Somewhere along my journey, I picked up a personality trait where I must do something if someone tells me I cannot do it. In particular, if someone tells me that I do not have the ability or it is best for me to not pursue a certain goal, then I am gone with my hair on fire after that goal or proving my ability. However, when it came to parenting, I heeded the warnings concerning my psychiatric diagnosis very seriously.
When one lives with a psychiatric diagnosis like schizoaffective disorder, there are many aspects to consider when contemplating parenthood. One, of course, is your own stability to provide for this entire other person the safety, care, and guidance they have a right to receive. The other concern lies in the treatments that keep you stable. While medications saved my life, they also take a toll and come complete with other issues to consider.
Add into this my own not-so-stable childhood and for once in life, I was cautious and heeding someone’s guidance
Then came the summer of 2012 and at the age of 35 I had an epiphany. I glanced at my husband and realized that he had been through the ups and downs of my illness for the past seventeen years at that point. He had truly seen it all… fugue states, me disappearing across state lines, a divorce, electro-convulsive therapy, too many to count medications, twelve hospitalizations, a suicide attempt…

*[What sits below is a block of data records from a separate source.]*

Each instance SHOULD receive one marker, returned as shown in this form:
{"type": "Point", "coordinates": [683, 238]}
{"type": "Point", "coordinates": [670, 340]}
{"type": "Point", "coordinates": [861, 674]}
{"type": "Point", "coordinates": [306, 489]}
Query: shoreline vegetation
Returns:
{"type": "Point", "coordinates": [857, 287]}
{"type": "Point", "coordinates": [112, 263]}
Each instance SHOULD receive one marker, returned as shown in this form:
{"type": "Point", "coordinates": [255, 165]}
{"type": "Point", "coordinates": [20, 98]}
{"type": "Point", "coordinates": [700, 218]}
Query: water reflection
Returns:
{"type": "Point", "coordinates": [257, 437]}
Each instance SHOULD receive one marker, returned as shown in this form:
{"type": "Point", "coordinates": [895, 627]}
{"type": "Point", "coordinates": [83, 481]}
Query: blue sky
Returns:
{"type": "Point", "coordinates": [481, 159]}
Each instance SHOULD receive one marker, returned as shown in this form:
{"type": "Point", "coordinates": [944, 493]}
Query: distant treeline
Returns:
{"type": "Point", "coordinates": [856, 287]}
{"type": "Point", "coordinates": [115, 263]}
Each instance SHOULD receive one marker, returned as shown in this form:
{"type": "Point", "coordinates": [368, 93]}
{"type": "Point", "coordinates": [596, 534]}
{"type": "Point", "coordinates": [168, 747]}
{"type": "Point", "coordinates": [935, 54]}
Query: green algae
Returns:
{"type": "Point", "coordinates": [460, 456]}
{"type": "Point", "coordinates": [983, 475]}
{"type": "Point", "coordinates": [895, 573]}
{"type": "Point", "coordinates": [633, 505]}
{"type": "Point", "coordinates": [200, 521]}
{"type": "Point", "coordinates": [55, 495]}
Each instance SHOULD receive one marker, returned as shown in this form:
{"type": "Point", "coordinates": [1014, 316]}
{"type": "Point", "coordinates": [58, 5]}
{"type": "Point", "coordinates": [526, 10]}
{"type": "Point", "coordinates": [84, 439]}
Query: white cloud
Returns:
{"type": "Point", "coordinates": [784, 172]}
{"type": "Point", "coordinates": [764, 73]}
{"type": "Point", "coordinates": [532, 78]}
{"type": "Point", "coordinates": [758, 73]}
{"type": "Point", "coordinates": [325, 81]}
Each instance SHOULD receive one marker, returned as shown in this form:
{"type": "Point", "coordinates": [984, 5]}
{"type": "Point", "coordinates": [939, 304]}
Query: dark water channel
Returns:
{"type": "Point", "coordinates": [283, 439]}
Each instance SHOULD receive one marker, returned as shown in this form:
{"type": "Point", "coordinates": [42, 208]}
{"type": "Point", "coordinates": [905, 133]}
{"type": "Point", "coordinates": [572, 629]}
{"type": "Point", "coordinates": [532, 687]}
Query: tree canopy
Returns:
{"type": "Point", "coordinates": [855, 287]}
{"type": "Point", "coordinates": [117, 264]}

In addition, I wanted to have a child with him and I was the most stable I had ever been. If he could weather the storm for nearly twenty years at that point and I finally wanted to have a child, why was I not doing this?
Oh, ya, society. Society…
Well, I mentally told society to bite me and got pregnant two weeks later.
Now, I have a fifteen month old son. He is quite the amazing little man. Is this mommahood @ diagnosis code 295.7 difficult? Yes. Yes, it is. Is it worth it? Never any doubts. Not once.